NICE have never fully ascribed to utilitarianism (producing maximum QALYs on a fixed budget) or egalitarianism (providing adequate healthcare for people with all maladies) for drug appraisals. End-of-life treatments may add value (uncaptured by QALYs) through giving individuals time to make arrangements for death, making the policy arguably utilitarian. The Cancer Drugs Fund (CDF) places value on cancer treatments, which is arguably egalitarian if they are neglected, or possibly political. The recent introduction of Highly Specialised Technologies (HST) reduces national QALYs gained in favour of treating rare diseases, suggesting an egalitarian shift. This review assesses the public support for such policies. Global review of public opinion on ethical drug reimbursement. Databases included PubMed, Embase, ISPOR, OHE, EconLit, NICE, and HTAi.

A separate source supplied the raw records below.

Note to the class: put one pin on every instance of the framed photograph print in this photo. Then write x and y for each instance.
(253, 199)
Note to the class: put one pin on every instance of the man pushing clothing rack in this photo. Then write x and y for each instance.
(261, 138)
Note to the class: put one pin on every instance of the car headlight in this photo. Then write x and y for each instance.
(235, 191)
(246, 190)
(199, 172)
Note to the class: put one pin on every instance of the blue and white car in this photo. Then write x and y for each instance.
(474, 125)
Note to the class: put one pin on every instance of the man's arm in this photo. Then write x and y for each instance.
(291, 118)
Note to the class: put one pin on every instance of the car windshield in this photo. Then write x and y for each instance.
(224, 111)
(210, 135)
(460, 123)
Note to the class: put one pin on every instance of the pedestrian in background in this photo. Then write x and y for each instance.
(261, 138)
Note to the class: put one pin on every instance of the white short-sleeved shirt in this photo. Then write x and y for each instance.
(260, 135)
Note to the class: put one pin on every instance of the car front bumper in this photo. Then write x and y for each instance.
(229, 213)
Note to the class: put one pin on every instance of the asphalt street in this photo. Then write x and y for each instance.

Search terms combined “ethic*”and “util*” with “health care”, “end-of-life”, “NICE”, “CDF”, “HST”, “orphan”, and “HTA”. Eighteen relevant sources were identified. In one, 20 out of 27 citizen’s council members agreed paying premium prices for ultra-orphan treatments was sometimes or always necessary. Similarly, a larger study of 568 individuals showed 56% of respondents and 41% of medical decision makers favoured equity in healthcare over maximising utility. Another survey of 1,547 individuals splitting expenditure between common diseases and costly rare ones found 42.3% favoured an even split, with 23.5% favouring rare diseases, which decreased to 10.5% if costs were equal. Consistently, a study of 4,118 individuals found that while most respondents did not prioritise disease rarity, cancer, or end-of-life, there was a tendency across these factors to favour the more expensive option. Despite a paucity of data, public opinion does not necessarily support NICE’s CDF, HST, and end-of-life. While some studies showed additional value applied to disease rarity, this might simply reflect willingness to pay more for treatments that cost more, regardless of disease prevalence.